About 2 weeks ago, my parents agreed to do a BBQ in order for me to share with some friends and supporters what the Lord has done in my life this last year on the race. 38 incredible humans who have loved and supported me came to my house and we fellowshipped, ate BBQ and had the opportunity to worship and reminisce together.
IT WAS SWEET.
I wanted to give an idea of what a day on the race looked like and we started the evening by worshipping our King and remembering His sacrifice through communion together. This was a powerful time sitting in the presence of the Lord and worshipping. I then had the opportunity to share a few memories, highlights and ministry details from each country with those sitting before me. I felt so blessed with the support and questions I received and the intentionality of each person present.
— Now fast forward 2 weeks —
The past few days, I have been visiting family and friends all over the northeast US. It’s been such a blessing to fellowship and spend time with each of them and hear about what the Lord is doing in their life and share in my experiences and growth from the race.
As I share and continue to process, I am realizing that one of the most impactful things the Lord placed me to do on the race was translating.
As most of you know, 5 years ago, I studied abroad in Spain and had the opportunity and privilege of learning Spanish. If I’m being completely transparent, I was a little arrogant in my ability to communicate with the natives when we stepped foot in Colombia just a short year ago. I was excited to speak with our hosts and be able to help out my team a little bit.

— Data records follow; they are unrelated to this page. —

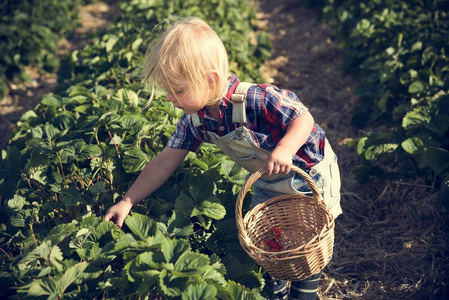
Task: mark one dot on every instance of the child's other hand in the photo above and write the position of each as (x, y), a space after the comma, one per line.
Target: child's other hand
(280, 161)
(118, 213)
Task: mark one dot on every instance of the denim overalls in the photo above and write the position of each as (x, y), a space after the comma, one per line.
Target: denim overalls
(241, 147)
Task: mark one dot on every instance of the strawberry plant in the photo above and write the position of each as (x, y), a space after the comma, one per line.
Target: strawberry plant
(399, 50)
(80, 149)
(29, 35)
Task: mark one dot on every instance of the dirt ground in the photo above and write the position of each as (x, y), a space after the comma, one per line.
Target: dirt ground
(389, 242)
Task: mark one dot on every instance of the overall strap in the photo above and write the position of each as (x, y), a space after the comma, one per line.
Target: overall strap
(238, 99)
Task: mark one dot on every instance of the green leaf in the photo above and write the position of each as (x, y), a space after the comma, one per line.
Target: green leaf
(42, 287)
(179, 225)
(212, 209)
(135, 160)
(413, 145)
(438, 159)
(172, 286)
(127, 96)
(16, 203)
(416, 87)
(69, 276)
(416, 117)
(142, 226)
(373, 152)
(173, 249)
(201, 291)
(51, 101)
(192, 263)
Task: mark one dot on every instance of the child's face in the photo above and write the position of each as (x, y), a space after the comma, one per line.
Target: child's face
(182, 98)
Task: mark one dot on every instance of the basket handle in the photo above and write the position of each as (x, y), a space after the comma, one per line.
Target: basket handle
(256, 175)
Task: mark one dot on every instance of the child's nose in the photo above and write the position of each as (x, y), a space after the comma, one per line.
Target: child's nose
(170, 97)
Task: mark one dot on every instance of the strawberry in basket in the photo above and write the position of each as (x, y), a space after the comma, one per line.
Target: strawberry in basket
(271, 244)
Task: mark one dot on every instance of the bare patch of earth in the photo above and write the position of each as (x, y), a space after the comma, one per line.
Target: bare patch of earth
(389, 241)
(24, 97)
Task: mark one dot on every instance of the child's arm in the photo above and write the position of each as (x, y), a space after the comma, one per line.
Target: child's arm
(155, 173)
(298, 131)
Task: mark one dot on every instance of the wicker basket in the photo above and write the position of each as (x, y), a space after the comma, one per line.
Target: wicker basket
(307, 227)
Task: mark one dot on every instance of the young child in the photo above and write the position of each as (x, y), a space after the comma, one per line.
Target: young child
(269, 127)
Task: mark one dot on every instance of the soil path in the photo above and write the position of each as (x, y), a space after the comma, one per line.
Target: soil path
(383, 248)
(382, 240)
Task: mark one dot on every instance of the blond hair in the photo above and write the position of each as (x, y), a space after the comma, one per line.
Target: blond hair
(189, 54)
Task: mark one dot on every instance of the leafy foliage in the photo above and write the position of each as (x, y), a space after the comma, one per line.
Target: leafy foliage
(399, 50)
(79, 150)
(29, 35)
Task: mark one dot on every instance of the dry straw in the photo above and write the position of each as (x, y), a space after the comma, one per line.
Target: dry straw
(307, 227)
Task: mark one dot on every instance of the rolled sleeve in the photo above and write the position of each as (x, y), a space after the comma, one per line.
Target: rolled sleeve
(282, 106)
(185, 136)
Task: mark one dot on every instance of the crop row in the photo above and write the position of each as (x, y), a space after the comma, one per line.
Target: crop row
(399, 50)
(79, 150)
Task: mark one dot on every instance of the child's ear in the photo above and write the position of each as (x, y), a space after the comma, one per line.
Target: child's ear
(212, 79)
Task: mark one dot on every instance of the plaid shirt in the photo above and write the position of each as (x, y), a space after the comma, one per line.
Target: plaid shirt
(269, 111)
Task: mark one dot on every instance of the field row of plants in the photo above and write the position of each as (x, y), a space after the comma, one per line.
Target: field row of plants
(81, 148)
(29, 36)
(399, 50)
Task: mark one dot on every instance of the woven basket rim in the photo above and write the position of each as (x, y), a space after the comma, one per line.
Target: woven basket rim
(243, 223)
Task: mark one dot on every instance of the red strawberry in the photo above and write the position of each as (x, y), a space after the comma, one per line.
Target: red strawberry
(276, 231)
(271, 246)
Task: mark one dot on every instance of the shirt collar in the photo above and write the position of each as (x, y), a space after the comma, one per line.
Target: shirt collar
(233, 82)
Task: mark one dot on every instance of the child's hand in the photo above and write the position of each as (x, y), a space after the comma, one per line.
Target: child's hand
(280, 161)
(118, 213)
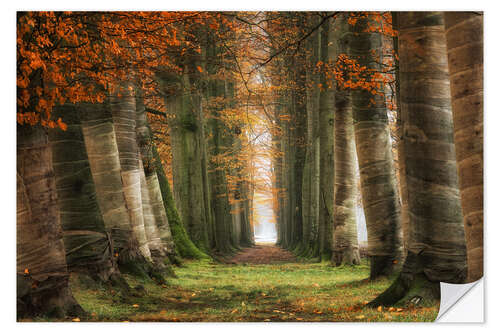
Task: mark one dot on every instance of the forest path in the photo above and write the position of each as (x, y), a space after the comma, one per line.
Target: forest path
(263, 253)
(249, 290)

And then…my world flipped upside down.
Within the first couple days (or maybe it was the first couple hours—it’s all a blur after this because my brain was FRIED), I was asked to be a translator for our teams. I, not so boldly, stepped on the first (not top) step of the stage at church to translate the first sermon Pastor Willy gave after we arrived. It was about Gideon, but beyond that, I was lost. I tried to find my place and continued to get lost and find my way just to get lost again a moment later.
I WAS HUMBLED.
And then, Pastor Willy looked at me and said ‘you can do it, you’re doing great, I trust you.’ My teammates looked at me from their seats and gave me smiles and thumbs up of encouragement (even though I know that sermon didn’t make any sense to them). And this continued. The encouragement NEVER stopped. My people never stopped encouraging me in the ability the Lord has equipped me with and pushed me toward opportunities to continue growing.
I WAS ENCOURAGED.
I continued translating for my teams for the first 5 months of the race and looking back now, I can see so many ways the Lord grew me by pushing me past my comfort zone, by breaking down my pride and by putting people around me who didn’t see the mess ups but encouraged the courage.
Sometimes the Lord puts us in places that are uncomfortable, difficult and downright painful. But if I learned anything by translating on the race, it’s that those things are the things that He uses to build our character, to make us humble, to equip and empower us for the purpose He has for us in His Kingdom, not our own.
I hope, and this is scary, that God keeps pushing me into the uncomfortable so that I continue to step into boldness, humility, and ultimately, Christ likeness. And I pray that for you too.
What is He doing in your life that is uncomfortable and how is He using that for His Kingdom?